Más allá de campañas exitosas y gran comercio, la joya mayor de su trascendencia histórica y cultural, será sin duda el Campo dei Miracoli. Durante cerca de 300 años, diseñará y construirá un conjunto nunca antes visto ni emulado, libre de construcciones obstructivas y de vías internas, en medio de un campo verde como único entorno, y hasta el límite de la muralla. Iniciará, de la mano de Buscheto y Rainaldo, la construcción de su Catedral de Santa María Assunta 1046-1118; del Baptisterio 1153-1278, el más grande de Italia, a cargo del arquitecto Diotisalvi y de los escultores Nicola y Giovanni Pisano; de su bello Campanile, la Torre inclinada 1173-1350, iniciada por Bonanno; y, finalmente, del Camposanto, planeado por Giovanni di Simone e iniciado en 1278, dentro de un pleno y elegante estilo gótico.

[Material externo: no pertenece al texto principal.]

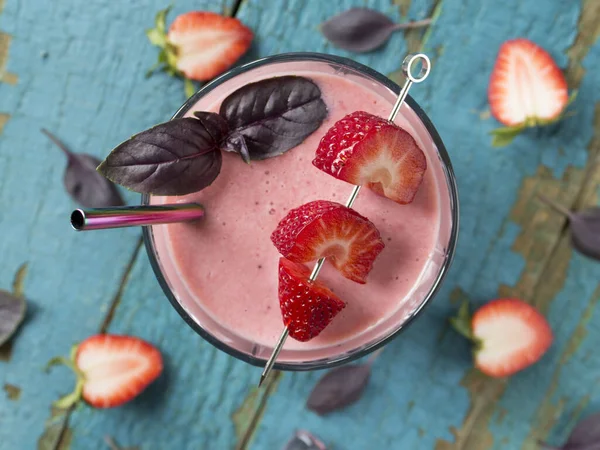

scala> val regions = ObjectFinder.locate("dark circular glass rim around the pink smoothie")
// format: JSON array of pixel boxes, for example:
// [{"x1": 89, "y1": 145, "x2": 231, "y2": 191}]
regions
[{"x1": 141, "y1": 52, "x2": 459, "y2": 372}]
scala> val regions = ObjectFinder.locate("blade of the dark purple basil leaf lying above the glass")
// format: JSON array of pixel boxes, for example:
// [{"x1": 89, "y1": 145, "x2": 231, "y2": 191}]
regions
[{"x1": 321, "y1": 8, "x2": 396, "y2": 53}]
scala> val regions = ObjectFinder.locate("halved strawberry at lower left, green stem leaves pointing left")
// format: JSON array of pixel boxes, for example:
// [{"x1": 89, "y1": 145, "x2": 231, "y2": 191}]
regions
[{"x1": 48, "y1": 334, "x2": 163, "y2": 409}]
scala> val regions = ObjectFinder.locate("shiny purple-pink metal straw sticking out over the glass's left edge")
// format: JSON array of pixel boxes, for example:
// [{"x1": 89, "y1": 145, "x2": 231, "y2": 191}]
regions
[{"x1": 71, "y1": 203, "x2": 204, "y2": 231}]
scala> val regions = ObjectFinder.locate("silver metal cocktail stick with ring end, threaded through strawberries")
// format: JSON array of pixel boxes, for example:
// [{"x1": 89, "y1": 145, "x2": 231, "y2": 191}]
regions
[{"x1": 258, "y1": 53, "x2": 431, "y2": 387}]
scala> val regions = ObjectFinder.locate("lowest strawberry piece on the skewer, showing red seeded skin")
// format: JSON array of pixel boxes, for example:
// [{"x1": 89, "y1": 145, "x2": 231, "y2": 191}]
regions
[{"x1": 279, "y1": 258, "x2": 346, "y2": 342}]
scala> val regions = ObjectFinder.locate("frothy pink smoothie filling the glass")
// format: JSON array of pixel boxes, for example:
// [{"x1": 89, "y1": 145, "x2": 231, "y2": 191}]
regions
[{"x1": 152, "y1": 60, "x2": 448, "y2": 361}]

Cuidadosa de su patrimonio estilístico y depositaria de sus varios legados lombardo, islámico, paleocristiano y bizantino, la arquitectura pisana evidenciará un armónico y equilibrado lenguaje románico y gótico, sirviendo de vehículo esencial entre las tradiciones clásicas puglieses y sicilianas, y la explosión toscana quattrocentesca en la plástica y el relieve. Pero en medio de tanta competencia y rivalidad con las llamadas "Repubbliche Marinare", Génova, Venecia y Amalfi, y con las ciudades toscanas, Florencia, Siena y Lucca; Pisa sufrirá un golpe fatal que le significará la pérdida irremediable de su temprana supremacía en la Alta Edad Media mediterránea: su derrota en la Batalla de Meloria, en 1278, a manos de los genoveses.

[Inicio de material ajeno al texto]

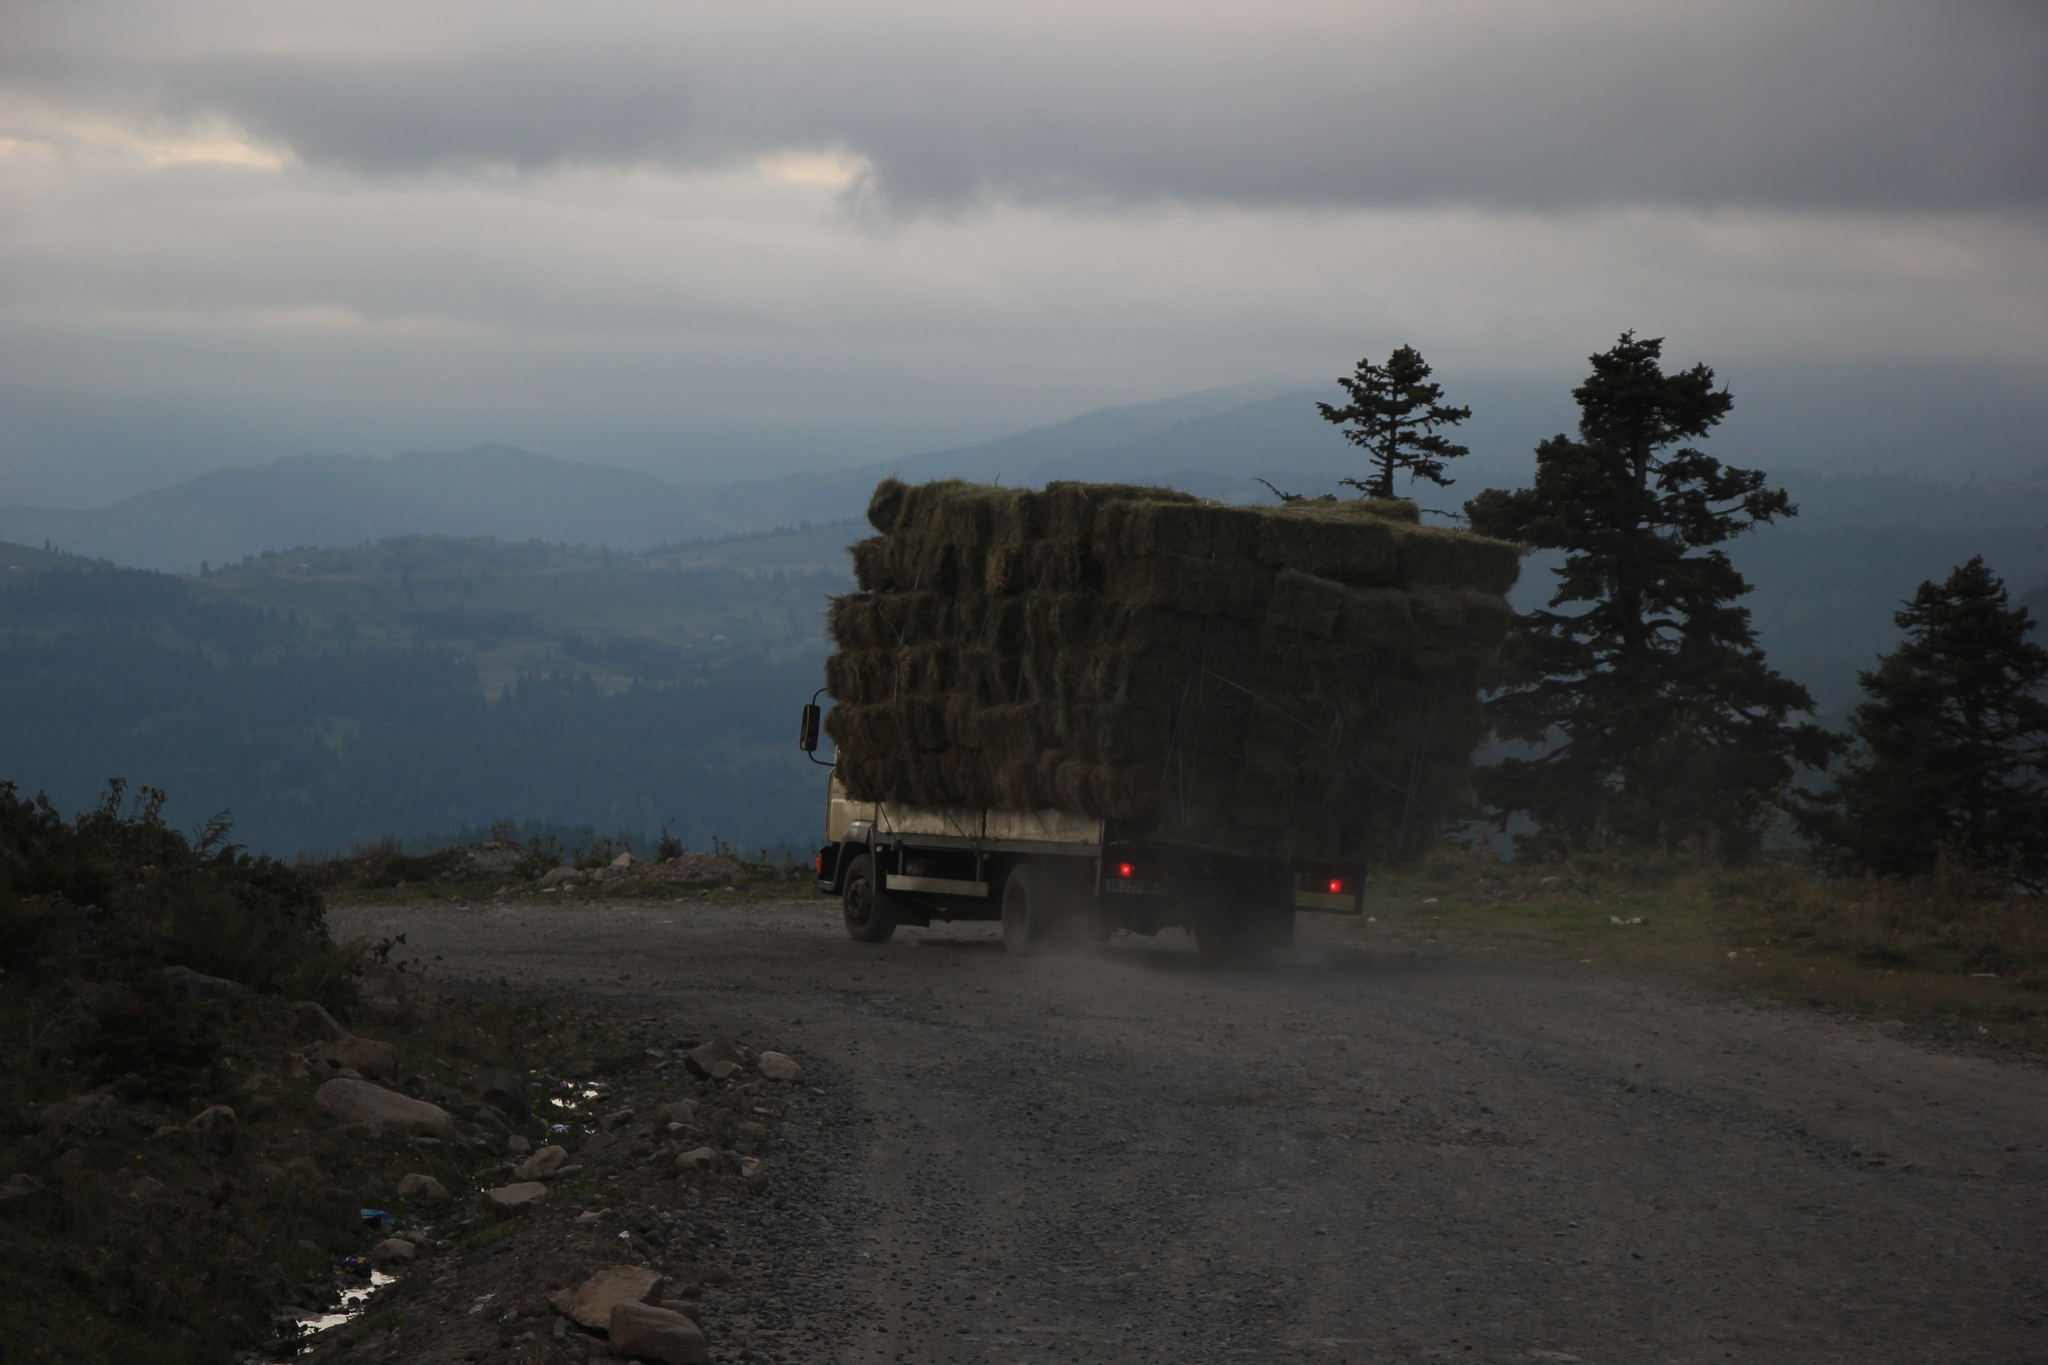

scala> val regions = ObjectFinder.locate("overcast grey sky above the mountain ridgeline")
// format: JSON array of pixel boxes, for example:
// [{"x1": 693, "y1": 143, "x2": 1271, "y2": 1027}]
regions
[{"x1": 0, "y1": 0, "x2": 2048, "y2": 505}]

Durante todo el Trecientos, aún en medio de la conclusión de sus más bellas obras y de la fundación de la Universidad en 1343, recibirá un nuevo infortunio: la pérdida de su condición portuaria debida al cambio del curso del Arno. La ciudad, que había contado entre los suyos con Fibonacci, excelso matemático, Bonnano, Nicola y Giovanni Pisano, durante la Edad Media, y con Galileo en el Renacimiento; será la patria del físico Pacinotti, del poeta Gabriele D'Annunzio, del cineasta Gillo Pontecorvo y del tenor Andrea Bocelli. Pisa, hoy, además de su intensa vida universitaria y de su pujante turismo, conserva la genuinità (genuinidad), la gentilezza (gentileza) y el garbo (gracia, elegancia) proverbiales de todos los toscanos.